Multi-Stage Docker Build or Distroless Image is a concept of creating image in multiple stages.
We build a docker image of a simple go web server using the concept of multi-stage docker build.
A simple Go web server docker image is 815 MB which is quite large.
Enter the magic of multi-stage Docker builds. By breaking down the build process into distinct stages, we've successfully trimmed down our image to a sleek 6.71MB. That's a jaw-dropping 99.17% reduction in size, making our deployment faster, more scalable, and resource-efficient.
How do we build the image? We divide this image into 2 stages,
- Build Stage
- Production Stage
In this stage, we take golang as Base image and install all the dependencies it needs and create a single binary and we don't define our entrypoint here.
FROM golang:1.21 as build
WORKDIR /app
COPY go.mod ./
RUN go mod download
COPY *.go ./
RUN CGO_ENABLED=0 GOOS=linux go build -a -installsuffix cgo -o main .
In this stage we take scratch as Base image, it is a bare minimum image to run our binary.
Copy the binary build from build stage and execute it as an entrypoint.
We don't need golang image in our production, we only need the executable binary.
FROM scratch
COPY --from=build /app/main .
EXPOSE 3000
CMD [ "./main" ]
Build the executable binary.
RUN CGO_ENABLED=0 GOOS=linux go build -a -installsuffix cgo -o main .

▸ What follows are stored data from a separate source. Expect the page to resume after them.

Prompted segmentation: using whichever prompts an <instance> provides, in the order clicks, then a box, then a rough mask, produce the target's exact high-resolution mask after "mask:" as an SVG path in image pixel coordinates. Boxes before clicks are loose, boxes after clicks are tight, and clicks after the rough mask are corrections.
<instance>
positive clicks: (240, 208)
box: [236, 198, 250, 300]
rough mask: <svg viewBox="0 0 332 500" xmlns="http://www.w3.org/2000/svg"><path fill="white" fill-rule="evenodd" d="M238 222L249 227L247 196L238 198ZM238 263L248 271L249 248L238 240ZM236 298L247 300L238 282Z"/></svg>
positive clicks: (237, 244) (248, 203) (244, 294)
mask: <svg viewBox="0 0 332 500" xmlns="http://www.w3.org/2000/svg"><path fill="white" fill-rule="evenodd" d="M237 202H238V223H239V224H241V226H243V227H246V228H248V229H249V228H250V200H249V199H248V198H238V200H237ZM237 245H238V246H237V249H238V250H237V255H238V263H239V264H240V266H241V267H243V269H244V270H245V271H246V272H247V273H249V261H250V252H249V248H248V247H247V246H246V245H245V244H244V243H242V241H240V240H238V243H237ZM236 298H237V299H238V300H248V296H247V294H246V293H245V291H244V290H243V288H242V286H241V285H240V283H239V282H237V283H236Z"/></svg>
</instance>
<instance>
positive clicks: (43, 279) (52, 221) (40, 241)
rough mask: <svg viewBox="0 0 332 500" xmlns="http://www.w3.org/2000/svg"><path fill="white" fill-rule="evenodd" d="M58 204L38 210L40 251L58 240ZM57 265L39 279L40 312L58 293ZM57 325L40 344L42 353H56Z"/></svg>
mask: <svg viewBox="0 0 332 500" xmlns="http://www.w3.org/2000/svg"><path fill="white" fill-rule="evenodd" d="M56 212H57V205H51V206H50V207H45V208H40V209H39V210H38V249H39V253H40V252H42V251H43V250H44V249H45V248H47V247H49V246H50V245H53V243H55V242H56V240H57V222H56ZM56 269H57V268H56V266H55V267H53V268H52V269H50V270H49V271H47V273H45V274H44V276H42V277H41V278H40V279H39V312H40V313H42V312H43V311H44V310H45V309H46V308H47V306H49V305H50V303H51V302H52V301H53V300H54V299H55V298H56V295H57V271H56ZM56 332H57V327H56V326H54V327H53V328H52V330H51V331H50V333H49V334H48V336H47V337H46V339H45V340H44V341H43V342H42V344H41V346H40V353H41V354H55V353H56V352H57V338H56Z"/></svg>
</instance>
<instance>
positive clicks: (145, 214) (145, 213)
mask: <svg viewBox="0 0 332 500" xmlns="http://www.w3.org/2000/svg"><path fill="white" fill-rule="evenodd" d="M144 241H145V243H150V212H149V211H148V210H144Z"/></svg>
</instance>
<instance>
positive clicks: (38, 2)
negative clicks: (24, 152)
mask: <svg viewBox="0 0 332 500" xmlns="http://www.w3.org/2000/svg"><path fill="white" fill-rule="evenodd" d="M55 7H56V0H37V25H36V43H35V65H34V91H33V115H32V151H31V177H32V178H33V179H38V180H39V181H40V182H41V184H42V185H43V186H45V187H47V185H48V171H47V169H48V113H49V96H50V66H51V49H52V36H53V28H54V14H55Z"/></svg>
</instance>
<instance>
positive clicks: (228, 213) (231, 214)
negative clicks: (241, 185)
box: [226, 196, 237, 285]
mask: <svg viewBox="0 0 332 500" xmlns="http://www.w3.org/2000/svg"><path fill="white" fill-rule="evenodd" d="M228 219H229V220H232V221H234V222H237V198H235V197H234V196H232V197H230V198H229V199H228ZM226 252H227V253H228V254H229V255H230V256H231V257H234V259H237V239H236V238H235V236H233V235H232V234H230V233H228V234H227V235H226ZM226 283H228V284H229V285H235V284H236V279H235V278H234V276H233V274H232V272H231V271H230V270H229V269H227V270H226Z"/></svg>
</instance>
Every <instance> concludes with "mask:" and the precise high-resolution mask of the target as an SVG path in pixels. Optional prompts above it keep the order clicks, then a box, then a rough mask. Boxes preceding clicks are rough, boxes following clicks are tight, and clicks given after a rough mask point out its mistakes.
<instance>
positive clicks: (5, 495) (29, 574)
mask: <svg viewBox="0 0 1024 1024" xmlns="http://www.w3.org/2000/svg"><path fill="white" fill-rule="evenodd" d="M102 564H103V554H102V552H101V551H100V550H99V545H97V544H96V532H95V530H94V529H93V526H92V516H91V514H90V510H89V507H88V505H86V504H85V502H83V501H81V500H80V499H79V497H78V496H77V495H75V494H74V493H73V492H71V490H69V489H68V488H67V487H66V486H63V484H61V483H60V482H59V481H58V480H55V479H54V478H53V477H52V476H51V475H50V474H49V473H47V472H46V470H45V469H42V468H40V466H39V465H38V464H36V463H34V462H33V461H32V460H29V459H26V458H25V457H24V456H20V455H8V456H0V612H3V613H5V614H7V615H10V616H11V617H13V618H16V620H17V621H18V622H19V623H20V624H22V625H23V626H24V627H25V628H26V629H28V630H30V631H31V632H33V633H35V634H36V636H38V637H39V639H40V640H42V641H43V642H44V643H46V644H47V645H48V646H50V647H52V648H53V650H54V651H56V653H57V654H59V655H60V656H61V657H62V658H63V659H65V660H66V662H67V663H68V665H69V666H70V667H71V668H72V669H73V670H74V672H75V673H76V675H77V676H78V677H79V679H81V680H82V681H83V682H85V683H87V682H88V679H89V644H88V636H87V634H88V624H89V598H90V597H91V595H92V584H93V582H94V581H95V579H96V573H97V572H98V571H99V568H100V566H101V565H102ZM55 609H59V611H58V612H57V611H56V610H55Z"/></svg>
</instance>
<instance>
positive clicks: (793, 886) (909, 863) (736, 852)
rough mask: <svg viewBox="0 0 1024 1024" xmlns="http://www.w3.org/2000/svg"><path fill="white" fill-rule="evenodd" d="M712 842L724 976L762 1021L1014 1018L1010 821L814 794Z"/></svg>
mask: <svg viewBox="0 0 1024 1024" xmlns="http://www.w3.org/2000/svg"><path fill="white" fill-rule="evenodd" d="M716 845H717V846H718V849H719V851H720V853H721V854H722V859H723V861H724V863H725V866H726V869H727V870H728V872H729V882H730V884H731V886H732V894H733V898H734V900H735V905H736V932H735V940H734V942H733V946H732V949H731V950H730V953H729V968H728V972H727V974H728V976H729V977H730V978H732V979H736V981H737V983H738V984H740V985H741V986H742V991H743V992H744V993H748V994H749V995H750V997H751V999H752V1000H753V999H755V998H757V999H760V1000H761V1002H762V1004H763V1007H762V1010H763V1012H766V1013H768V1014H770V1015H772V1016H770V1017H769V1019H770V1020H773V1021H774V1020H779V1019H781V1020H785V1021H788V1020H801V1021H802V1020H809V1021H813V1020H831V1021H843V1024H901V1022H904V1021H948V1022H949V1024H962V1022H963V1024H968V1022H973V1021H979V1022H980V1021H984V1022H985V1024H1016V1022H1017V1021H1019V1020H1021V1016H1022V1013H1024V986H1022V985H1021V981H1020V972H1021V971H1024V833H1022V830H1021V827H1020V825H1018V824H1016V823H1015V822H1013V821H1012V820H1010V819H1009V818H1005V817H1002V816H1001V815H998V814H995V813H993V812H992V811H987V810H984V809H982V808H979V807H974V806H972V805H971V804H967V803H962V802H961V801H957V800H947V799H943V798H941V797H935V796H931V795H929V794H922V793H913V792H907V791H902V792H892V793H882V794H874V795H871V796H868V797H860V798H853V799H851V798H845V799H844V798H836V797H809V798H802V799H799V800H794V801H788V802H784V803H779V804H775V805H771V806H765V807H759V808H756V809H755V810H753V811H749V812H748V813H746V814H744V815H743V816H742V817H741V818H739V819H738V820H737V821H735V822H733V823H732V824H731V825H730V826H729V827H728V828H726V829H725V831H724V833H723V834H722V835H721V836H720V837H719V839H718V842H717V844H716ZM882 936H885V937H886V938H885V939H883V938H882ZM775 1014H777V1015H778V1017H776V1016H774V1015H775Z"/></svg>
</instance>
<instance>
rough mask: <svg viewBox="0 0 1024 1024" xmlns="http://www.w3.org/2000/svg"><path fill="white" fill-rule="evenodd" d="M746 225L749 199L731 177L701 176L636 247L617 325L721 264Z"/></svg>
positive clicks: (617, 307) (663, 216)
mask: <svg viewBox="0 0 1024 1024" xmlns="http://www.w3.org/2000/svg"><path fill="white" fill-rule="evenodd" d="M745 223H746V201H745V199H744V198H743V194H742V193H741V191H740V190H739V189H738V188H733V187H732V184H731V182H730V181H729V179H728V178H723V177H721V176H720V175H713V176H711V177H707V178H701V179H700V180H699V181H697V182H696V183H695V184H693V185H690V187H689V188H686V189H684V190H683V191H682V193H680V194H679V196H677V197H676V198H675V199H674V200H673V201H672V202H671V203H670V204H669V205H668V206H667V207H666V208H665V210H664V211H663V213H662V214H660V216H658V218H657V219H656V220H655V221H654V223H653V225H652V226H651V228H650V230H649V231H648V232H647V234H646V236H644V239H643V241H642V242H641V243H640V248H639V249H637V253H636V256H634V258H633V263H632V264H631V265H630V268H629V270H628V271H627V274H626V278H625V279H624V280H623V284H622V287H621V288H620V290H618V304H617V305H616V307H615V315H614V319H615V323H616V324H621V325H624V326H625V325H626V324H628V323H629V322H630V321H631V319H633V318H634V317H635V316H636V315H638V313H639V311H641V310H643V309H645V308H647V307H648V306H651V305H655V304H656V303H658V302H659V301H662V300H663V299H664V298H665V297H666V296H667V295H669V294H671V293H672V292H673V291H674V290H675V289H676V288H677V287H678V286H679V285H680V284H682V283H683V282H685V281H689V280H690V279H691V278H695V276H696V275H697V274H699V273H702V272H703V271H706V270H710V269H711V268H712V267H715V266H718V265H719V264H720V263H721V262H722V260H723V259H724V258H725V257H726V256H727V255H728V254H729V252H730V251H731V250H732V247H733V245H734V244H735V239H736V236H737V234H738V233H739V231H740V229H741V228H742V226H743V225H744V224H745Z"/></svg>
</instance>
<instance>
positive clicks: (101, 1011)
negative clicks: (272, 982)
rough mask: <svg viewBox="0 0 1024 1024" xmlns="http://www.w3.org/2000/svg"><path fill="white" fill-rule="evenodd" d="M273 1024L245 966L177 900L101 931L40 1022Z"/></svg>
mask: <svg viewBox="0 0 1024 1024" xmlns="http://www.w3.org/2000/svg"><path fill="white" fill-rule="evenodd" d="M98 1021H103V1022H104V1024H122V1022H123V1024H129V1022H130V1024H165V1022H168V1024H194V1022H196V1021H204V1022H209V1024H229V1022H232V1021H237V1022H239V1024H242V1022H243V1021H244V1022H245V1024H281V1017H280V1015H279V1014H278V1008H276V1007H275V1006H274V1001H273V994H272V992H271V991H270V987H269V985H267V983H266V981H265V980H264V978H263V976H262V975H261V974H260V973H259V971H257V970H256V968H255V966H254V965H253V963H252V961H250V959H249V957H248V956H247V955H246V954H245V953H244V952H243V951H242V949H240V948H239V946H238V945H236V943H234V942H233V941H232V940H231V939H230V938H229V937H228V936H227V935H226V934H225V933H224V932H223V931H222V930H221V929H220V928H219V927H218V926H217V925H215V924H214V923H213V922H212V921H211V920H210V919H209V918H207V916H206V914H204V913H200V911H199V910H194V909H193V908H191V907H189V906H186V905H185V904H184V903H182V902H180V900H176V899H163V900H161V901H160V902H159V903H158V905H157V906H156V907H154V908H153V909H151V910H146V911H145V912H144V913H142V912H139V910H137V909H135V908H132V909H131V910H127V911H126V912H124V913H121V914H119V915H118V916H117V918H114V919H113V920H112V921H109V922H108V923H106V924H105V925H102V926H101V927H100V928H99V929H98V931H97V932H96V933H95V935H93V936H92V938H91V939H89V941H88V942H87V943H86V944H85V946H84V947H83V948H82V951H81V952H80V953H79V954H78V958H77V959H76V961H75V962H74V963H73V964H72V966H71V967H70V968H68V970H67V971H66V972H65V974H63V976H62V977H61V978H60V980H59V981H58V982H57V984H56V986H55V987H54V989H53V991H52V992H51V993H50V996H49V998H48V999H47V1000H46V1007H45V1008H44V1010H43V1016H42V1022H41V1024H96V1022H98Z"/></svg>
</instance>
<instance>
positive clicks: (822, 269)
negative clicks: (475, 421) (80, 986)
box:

Breaking down the command:
- CGO_ENABLED=0: Disabling CGO for a statically linked binary.
- GOOS=linux: Targeting a Linux operating system for compatibility.
- go build -a -installsuffix cgo -o main .: Building a binary optimized for minimal size.
Reducing image size isn't just about efficiency – it's also about security. Our final image contains only the essentials needed to run the Go application, minimizing attack surfaces and potential vulnerabilities. With fewer dependencies and a smaller footprint, our web server is now more resilient and secure in a production environment.